I live in fear of this question lol. I love so many writers and books, that coming up with a manageable list is incredibly daunting. With apologies to the scores of great writers I’ve failed to mention, my favorite writers include: James Ellroy, David Peace, Wiley Cash, Kevin Barry, Rachel Kushner, Jean-Patrick Manchette, Flannery O’Connor, Bonnie Jo Campbell, Richard Powers, Louise Erdrich, Haruki Murakami, William Gay, Larry Brown…I could list a hundred more.

Your novel is packed with atmosphere, tension, and action. It’s very cinematic. There are some great crime movies set in the Boston area (The Departed, The Town, Gone Baby Gone) but none in Worcester that I know of. We need one! What are some of your favorite crime movies?

Worcester ABSOLUTELY deserves a movie!

My favorite crime movie is, without a doubt, The Friends of Eddie Coyle. In addition to being a great story, if you grew up in Massachusetts in the 1970s and 1980s, the movie is this amazing time capsule, ESPECIALLY the prolonged scene at the Bruins game in the old Boston Garden! I spent many a glorious night in those seats, watching Orr and O’Reilly and Ray Bourque, or Larry Bird and Robert Parrish and all those great Celtics teams.

I also like the adaptation of Cogan’s Run, starring Brad Pitt and James Gandolfini, called Killing Them Softly. The book was set in Boston, but the movie transplanted the plot to New Orleans (while keeping other Massachusetts town and city names in the script for some reason). The final dialogue by Pitt adds a gut-punch of an exclamation point to the whole enterprise.

I also love all the classic crime movies – GoodFellas, Donnie Brasco, The Godfather I and II, Casino and so on and so on. Also, if you haven’t seen The Pope of Greenwich Village, I’d fix that!
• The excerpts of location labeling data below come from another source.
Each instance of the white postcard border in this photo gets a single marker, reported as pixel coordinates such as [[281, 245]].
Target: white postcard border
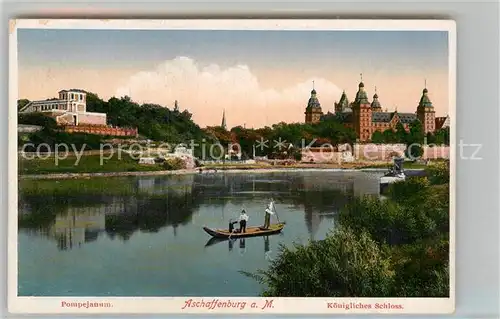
[[253, 305]]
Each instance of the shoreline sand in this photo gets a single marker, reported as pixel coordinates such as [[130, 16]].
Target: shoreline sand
[[205, 171]]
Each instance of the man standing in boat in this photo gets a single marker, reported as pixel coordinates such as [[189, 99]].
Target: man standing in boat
[[269, 212], [243, 221]]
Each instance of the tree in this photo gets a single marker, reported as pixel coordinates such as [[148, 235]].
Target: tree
[[398, 247], [345, 264], [377, 137], [22, 103], [415, 140]]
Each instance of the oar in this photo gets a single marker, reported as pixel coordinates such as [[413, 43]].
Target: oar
[[275, 211]]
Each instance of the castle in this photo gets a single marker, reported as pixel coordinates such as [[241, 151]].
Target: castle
[[366, 118]]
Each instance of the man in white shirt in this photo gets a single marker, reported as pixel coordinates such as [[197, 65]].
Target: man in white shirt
[[243, 221], [269, 212]]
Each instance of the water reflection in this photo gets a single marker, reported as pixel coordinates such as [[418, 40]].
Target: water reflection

What are you working on now?

I’ve got a couple novels I’m working on at the moment, but one in particular has taken over my attention. In 1956, six Marine recruits drowned in a training accident at Parris Island in a marsh called Ribbon Creek. The Drill Instructor who led the recruits into the creek was villainized initially, and the incident was the biggest national news story (until the Andrea Doria sank a few months later). As in all things, the initial story was not the whole story, and the DI eventually beat the charges and stayed in the Marine Corps until he took a medical retirement three years later. He returned to his home in Massachusetts and spent his remaining years working for the state and living in a large brick house around the corner from where I live. He died in 2003, but I think about him every time I drive by his home, and I’ve always wanted to write about the incident, but never had a good handle the story. This year I read two books, Rashomon by Akutagawa and Occupied City by David Peace, that gave me ideas on how to structure a story that examines a single incident from multiple points of view. I’m deep into the research stage and writing my way into the story, but I’m incredibly excited about this one.

Ted Flanagan is a Paramedic and former daily newspaper reporter from central Massachusetts whose writing has appeared on Shotgun Honey and Cognoscenti, among other places. In addition, he served as a Recon Marine with 2nd Recon Battalion. He lives with his wife and kids outside of Worcester, Mass.